Sheptin recalled that the young girl was an average student, but they worked together diligently every week.
“Much to everyone’s surprise, my student scored five years above her grade level on the New York City standardized math exam at the end of the year!” he said. “I felt such a sense of accomplishment, for myself and for her. This feeling of pride planted the seed for my love of tutoring.”
While he was in college, Sheptin said he realized he might be onto something with the tutoring idea.
“As a senior and a resident advisor in an all-freshman dorm at the University of Pennsylvania, I saw that many students were struggling with Calculus,” he said. “One of my floormates came to me in despair, so I sat with her, helping to clarify her issues on several occasions. She went on to do amazingly well on her math test. It was not long before the word got out about my help and suddenly, I had a tutoring business running out of my dorm room!”
Sheptin earned a BS in math from UPenn and an MBA in finance from Fordham University. After college, like many of his peers, Sheptin entered the corporate world, power tie and all.
“I liked it, but something seemed to be amiss,” he recalled.
He applied to teach at Kaplan, which, at the time, he says, was the epitome of test prep.
“Working weekends and evenings for seven years taught me the ins and outs of the SAT, GRE, and GMAT,” he explained. “I even earned recognition as a top tutor. I enjoyed this so much more than my corporate job. Just like my college experience, word started to get around to my neighbors that I had a knack for explaining complex math concepts to students and I began getting a lot of business in my local area. I was much happier in my moonlighting gigs than in my corporate role and I knew it was time to make a change.”
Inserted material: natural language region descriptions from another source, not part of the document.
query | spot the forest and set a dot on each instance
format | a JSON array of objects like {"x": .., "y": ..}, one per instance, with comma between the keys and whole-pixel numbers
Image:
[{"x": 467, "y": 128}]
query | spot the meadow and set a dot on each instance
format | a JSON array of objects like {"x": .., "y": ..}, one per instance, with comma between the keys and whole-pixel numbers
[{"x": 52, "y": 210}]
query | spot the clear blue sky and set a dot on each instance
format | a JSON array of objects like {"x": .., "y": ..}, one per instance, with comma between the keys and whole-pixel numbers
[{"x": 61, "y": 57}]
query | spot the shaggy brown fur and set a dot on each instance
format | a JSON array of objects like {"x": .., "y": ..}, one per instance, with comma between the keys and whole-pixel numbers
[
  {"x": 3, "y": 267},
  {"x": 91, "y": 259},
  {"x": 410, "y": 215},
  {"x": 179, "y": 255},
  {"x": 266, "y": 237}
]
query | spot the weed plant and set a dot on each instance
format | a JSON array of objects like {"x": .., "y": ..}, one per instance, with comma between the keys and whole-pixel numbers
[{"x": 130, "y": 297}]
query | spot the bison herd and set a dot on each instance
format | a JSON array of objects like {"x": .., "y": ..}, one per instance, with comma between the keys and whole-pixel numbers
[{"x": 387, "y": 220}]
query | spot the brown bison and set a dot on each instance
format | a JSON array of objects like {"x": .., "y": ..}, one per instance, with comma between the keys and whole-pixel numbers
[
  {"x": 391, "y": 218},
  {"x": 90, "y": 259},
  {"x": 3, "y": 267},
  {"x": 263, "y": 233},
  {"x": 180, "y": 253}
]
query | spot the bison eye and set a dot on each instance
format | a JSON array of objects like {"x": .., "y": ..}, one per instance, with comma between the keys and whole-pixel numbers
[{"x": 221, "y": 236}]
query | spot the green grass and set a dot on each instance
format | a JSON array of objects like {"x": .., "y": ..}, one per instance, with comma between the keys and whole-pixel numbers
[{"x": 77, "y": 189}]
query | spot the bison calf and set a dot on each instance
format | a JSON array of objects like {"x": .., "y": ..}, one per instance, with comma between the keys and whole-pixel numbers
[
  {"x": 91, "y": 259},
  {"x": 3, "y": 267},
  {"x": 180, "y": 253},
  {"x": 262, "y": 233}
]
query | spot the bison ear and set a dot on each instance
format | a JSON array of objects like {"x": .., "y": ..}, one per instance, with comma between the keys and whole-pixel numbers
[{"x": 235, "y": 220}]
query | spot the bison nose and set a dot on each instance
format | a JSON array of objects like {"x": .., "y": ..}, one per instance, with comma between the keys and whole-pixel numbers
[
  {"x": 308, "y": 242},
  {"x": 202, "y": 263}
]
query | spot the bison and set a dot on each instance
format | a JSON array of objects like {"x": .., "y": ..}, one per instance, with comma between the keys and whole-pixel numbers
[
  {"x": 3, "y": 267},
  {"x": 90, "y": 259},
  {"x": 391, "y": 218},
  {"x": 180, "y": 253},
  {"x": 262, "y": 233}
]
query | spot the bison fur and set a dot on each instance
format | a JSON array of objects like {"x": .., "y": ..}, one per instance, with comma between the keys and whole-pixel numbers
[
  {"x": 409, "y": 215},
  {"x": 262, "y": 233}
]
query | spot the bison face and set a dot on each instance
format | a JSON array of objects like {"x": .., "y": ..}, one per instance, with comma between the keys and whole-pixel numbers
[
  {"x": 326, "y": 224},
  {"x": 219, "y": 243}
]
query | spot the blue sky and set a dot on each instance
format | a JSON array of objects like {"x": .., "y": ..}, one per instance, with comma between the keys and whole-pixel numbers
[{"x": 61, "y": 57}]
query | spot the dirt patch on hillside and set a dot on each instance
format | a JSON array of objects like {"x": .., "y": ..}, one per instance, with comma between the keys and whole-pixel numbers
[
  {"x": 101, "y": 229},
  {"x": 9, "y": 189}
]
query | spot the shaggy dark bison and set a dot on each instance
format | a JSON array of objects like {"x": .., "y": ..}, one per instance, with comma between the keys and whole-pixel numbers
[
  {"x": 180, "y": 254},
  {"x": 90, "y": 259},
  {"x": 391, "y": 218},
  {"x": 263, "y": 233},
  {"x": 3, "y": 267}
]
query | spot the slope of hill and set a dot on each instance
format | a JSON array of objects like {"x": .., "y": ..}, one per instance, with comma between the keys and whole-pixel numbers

He formed the Sheptin Tutoring Group in 2007 to offer test prep, academic support and expert advice on “all things high school.”
“In the past 12 years, my team has grown to 35 tutors,” he said. “We offer private tutoring, group classes and courses for the SAT, ACT, AP exams and Regents reviews. Sheptin Tutoring Group has a deep bench of talent, probably unparalleled in this region.”
And Sheptin Tutoring Group has continued to grow.
“As I met with more and more students, I became increasingly interested in college admissions,” he said. “I enrolled in UCLA’s certificate program in Independent Education Consulting, graduating in 2012 with Highest Honors. I have visited more than 130 universities both in the U.S. and Europe and have been a participant in two British Council tours of UK universities. On my own, I also visited universities in Russia, Sweden, Scotland, and Portugal. And this past month, I earned the top certification as an Independent Educational Consultant, Certified Educational Planner.”
“My company has partnered with other organizations in the U.S. and abroad to bring our peerless, results-oriented courses to students outside of Westchester County,” he continued. “Our goal is to continue to grow within the United States and abroad, either through organic growth or partnerships.”
Sheptin said his tutoring group offers help on every AP subject, test prep for middle and high school students, as well as graduate work.
“If we don’t offer it, we have a nationwide network we can refer the student to,” he notes.
Because of the coronavirus outbreak, the SAT has been canceled through June. But as of this writing, ACTs are still slated for June and later. Sheptin urges students to keep working and not slow down.
“I think what some students are doing is they stop doing the work and think they will just pick it up at some point,” he said. “That’s not a good idea. Students will backpedal. Remember, slow and steady wins the race.”
Sheptin said he can be flexible with respect to tutoring. The most important thing is to keep engaged with the material.
“For AP exams we have moved online with an open book and open notes design,” he said. “That can be a blessing and a curse because they rely on their notes and sometimes, they can’t find what they need in time to finish.”
During the crisis, Alan Sheptin Tutoring Group will continue to operate his AP review courses, but with six one-hour sessions instead of three two-hour sessions, with each session a different topic.
“Teachers will work with students to develop a concise review sheet they can use for the AP exam so they can get through it more easily,” he said. “Everything is transitioning, and it’s been seamless. Many of us have worked in virtual tutoring and are completely comfortable with it. Students are adaptable. They are embracing the new reality as much as we are.”